Para o ministro Alexandre de Moraes, o argumento da legítima defesa não pode continuar a ser referendado no sistema de Justiça.
"O Supremo Tribunal Federal, no exercício de sua competência institucional de defesa da ordem democrática e da supremacia da Constituição, não pode continuar ratificando o argumento da legítima defesa da honra do acusado, que, como visto, até décadas atrás, no Brasil, era o que mais absolvia os homens violentos que matavam as suas esposas, companheiras, namoradas, mulheres, e que não mais encontra guarida à luz da Constituição de 1988, sob pena de ofensa aos princípios da dignidade, da igualdade, da vida e da proibição à discriminação", afirmou.
Luís Roberto Barroso acompanhou o relator e afirmou que o voto dele "coloca freio à lastimável e preconceituosa tese da legítima defesa da honra, que ainda continua a ser brandida nos tribunais do júri Brasil afora". Na linha do ministro Edson Fachin, Barroso fez a ressalva da necessidade de se evitar o uso, ainda que de forma indireta, da tese nos recursos à segunda instância.
De acordo com a ministra Cármen Lúcia, a tese jurídica de legítima defesa da honra não tem amparo legal. "Construiu-se por discurso proferido em julgamentos pelos tribunais e firmou-se como forma de adequar práticas de violência e morte à tolerância vívida na sociedade aos assassinatos praticados por homens contra mulheres tidas por adúlteras ou com comportamento que fugisse ou destoasse do desejado pelo matador", declarou.
O presidente do tribunal, ministro Luiz Fux, acolheu o entendimento de que é preciso interpretar a regra do Código de Processo Penal sobre o recurso à segunda instância, de forma a evitar tornar ineficaz a proibição da aplicação do argumento.
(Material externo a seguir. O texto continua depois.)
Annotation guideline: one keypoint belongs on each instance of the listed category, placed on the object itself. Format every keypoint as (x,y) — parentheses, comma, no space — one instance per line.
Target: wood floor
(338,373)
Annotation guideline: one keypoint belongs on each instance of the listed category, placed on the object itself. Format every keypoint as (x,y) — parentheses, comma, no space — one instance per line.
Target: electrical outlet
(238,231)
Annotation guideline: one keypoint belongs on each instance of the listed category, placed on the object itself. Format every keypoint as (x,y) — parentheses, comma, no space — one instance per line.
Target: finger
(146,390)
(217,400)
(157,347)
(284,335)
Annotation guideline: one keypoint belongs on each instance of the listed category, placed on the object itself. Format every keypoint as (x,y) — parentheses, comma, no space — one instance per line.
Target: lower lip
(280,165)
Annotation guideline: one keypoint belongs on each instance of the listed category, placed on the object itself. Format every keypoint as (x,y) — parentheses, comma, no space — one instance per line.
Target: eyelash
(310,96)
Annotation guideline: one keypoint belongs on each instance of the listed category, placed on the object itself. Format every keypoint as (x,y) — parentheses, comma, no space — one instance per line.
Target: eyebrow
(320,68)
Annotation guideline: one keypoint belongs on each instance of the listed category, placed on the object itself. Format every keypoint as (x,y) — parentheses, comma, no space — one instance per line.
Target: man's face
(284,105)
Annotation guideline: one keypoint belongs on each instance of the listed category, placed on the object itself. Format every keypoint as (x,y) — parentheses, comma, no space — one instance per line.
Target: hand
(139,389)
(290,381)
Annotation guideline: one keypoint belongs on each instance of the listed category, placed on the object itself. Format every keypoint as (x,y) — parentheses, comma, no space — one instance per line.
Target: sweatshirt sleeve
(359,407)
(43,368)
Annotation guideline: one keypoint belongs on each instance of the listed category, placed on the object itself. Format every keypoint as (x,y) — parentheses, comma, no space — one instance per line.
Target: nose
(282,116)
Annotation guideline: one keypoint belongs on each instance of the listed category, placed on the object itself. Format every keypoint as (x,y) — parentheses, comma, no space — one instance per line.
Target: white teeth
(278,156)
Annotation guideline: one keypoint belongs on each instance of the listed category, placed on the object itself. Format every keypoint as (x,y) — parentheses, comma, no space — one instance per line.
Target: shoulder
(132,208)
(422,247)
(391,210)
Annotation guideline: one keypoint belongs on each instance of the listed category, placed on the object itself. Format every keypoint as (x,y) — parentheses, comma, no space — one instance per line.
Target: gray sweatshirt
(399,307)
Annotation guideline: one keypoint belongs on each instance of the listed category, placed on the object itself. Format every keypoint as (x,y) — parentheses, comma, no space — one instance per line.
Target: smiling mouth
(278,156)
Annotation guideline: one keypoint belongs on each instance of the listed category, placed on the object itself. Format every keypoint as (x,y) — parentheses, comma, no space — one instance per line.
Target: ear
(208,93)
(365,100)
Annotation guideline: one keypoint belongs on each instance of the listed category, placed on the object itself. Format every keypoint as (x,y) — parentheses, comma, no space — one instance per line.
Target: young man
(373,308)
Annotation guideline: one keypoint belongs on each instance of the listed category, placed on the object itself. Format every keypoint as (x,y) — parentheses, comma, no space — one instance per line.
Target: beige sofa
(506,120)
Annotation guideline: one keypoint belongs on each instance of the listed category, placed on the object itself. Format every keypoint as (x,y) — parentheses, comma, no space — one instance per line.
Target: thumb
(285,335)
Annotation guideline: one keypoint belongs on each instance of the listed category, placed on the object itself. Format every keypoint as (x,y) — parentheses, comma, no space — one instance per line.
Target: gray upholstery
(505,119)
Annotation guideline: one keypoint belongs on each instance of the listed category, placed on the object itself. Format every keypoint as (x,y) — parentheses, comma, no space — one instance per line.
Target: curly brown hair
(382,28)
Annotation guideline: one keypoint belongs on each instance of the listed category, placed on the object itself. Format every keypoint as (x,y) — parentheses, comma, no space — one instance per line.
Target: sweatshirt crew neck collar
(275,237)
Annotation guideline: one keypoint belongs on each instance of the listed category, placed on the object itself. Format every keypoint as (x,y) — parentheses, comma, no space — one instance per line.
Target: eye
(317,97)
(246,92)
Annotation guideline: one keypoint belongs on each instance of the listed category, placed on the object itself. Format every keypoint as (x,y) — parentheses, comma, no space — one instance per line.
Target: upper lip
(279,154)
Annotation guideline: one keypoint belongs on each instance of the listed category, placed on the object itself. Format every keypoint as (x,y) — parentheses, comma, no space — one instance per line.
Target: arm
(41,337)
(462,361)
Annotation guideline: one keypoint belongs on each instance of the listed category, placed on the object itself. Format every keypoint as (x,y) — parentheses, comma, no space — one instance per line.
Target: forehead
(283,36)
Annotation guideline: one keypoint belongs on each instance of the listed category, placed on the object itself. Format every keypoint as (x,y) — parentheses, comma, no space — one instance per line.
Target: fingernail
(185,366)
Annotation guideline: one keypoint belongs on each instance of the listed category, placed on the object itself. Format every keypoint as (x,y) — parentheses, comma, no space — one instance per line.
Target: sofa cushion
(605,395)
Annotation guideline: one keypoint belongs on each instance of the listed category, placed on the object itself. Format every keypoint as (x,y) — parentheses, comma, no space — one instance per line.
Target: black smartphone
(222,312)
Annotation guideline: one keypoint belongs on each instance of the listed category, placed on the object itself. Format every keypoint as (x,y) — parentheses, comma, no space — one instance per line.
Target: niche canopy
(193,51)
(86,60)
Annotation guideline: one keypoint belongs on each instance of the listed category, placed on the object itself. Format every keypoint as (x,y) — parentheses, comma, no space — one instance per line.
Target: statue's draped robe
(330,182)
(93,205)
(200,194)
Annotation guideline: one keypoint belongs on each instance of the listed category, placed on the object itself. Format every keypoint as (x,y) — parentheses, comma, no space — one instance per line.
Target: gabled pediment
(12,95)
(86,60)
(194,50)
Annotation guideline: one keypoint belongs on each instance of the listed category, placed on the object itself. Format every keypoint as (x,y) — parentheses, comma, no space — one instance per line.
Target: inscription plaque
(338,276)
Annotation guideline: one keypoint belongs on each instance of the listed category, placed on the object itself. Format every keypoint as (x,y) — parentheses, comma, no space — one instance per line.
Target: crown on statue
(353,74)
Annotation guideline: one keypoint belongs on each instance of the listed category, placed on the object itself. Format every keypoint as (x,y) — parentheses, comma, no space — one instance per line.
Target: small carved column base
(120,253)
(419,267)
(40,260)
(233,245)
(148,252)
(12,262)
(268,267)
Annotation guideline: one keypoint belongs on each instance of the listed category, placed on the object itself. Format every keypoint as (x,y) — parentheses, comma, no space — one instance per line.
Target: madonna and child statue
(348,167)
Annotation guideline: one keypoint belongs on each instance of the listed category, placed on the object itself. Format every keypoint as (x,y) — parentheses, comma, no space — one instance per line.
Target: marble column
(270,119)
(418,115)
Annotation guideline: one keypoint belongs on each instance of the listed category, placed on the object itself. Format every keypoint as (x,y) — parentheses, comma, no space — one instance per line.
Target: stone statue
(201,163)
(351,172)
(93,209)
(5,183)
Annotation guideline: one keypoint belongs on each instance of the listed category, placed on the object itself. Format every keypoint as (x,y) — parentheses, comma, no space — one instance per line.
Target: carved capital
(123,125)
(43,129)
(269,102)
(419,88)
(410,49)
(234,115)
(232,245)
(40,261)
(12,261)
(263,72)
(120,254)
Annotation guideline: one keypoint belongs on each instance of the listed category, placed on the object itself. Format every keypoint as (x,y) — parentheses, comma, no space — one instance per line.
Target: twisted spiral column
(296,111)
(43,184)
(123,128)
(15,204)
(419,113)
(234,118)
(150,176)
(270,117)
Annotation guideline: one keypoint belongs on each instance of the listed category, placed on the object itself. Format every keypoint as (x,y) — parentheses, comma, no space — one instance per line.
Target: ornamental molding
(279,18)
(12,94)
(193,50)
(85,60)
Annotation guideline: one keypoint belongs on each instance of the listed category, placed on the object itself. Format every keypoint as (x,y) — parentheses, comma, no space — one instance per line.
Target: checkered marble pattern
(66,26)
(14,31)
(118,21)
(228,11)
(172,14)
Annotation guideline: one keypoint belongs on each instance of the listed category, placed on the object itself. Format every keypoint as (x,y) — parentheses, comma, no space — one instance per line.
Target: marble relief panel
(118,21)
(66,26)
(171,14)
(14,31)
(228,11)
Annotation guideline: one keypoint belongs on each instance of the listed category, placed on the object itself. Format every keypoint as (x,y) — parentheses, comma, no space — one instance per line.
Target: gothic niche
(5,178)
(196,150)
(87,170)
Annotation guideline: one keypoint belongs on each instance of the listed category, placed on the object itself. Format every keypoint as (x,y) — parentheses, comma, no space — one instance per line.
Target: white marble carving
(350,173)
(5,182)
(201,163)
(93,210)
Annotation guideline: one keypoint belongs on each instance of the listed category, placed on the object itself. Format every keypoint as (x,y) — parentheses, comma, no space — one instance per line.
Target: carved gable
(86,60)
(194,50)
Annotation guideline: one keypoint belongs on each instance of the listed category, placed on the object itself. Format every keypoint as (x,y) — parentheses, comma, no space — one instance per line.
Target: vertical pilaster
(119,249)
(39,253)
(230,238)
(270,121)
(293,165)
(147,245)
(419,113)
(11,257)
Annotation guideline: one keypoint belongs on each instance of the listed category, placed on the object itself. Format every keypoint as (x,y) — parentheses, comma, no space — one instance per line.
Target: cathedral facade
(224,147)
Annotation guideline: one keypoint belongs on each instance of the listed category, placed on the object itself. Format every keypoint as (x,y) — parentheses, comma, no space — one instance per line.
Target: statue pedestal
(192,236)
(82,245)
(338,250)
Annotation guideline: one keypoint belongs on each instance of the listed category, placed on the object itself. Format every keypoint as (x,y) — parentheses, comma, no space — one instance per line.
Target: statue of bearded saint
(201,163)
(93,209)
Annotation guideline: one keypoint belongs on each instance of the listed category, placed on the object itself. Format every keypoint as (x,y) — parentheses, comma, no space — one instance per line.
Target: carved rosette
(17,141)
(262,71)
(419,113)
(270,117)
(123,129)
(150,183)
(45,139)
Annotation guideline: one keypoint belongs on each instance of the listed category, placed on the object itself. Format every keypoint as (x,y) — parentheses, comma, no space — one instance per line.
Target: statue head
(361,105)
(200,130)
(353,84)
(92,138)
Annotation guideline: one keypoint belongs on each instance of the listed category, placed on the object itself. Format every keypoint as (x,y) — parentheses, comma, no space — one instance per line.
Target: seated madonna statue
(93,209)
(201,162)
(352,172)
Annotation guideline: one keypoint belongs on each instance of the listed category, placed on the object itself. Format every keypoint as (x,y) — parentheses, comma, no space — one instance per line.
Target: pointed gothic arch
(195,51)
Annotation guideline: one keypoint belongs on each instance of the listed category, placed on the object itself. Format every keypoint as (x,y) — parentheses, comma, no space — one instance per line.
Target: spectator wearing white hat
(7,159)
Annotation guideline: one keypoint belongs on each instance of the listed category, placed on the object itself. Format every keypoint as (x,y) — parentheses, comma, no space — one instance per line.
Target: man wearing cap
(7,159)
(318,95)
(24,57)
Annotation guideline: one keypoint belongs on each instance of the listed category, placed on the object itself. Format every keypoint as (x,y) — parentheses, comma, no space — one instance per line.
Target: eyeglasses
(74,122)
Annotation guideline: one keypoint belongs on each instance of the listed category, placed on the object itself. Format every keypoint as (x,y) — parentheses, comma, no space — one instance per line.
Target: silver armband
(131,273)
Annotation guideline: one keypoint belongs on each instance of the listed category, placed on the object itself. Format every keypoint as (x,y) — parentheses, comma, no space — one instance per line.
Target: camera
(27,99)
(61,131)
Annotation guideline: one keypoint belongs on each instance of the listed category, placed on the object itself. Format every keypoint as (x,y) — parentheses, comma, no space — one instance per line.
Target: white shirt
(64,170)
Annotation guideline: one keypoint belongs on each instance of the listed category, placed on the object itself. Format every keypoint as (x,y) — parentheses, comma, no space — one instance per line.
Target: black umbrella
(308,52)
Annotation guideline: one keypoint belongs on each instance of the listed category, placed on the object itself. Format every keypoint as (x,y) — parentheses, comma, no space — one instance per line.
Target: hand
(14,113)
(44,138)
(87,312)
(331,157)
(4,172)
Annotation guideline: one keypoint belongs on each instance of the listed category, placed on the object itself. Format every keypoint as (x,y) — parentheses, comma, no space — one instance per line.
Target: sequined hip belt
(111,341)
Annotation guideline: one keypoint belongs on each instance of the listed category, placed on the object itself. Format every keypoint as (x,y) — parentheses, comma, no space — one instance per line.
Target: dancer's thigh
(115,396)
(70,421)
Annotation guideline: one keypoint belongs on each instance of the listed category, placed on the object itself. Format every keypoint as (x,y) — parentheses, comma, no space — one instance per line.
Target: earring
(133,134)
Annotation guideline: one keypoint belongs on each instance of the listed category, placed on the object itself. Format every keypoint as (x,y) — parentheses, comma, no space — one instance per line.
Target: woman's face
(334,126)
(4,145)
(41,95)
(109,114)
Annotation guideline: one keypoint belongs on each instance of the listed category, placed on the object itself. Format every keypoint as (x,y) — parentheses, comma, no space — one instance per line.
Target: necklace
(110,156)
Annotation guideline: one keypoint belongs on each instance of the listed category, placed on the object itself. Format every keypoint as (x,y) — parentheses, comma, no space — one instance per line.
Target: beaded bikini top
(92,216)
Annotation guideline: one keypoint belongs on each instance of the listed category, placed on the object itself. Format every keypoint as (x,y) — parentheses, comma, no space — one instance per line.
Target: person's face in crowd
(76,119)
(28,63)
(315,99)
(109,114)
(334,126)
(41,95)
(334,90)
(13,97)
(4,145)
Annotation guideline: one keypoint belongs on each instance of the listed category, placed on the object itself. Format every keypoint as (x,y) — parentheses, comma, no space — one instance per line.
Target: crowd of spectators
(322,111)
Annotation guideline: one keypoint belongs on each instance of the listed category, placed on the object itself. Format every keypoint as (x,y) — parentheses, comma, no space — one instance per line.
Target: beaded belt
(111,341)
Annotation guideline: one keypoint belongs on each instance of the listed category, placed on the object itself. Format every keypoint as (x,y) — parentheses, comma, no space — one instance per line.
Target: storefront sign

Fux também apontou que os efeitos da cultura "machista, misógina, que ainda impera em nosso país" se refletem nos números da violência contra a mulher.
"A cultura machista, misógina, que ainda impera em nosso país e coloniza as mentes de homens e mulheres, seja de modo refletido ou irrefletido, consciente ou pré-consciente, não precisa de outra prova além dos números da violência doméstica e do feminicídio registrados nas tristes estatísticas policiais", escreveu.
Segundo ele, é "devastador constatar" que, durante a pandemia, que a violência contra mulheres cresceu ainda mais, "revelando quadro em que as vítimas são forçadas a viver enclausuradas com seus algozes".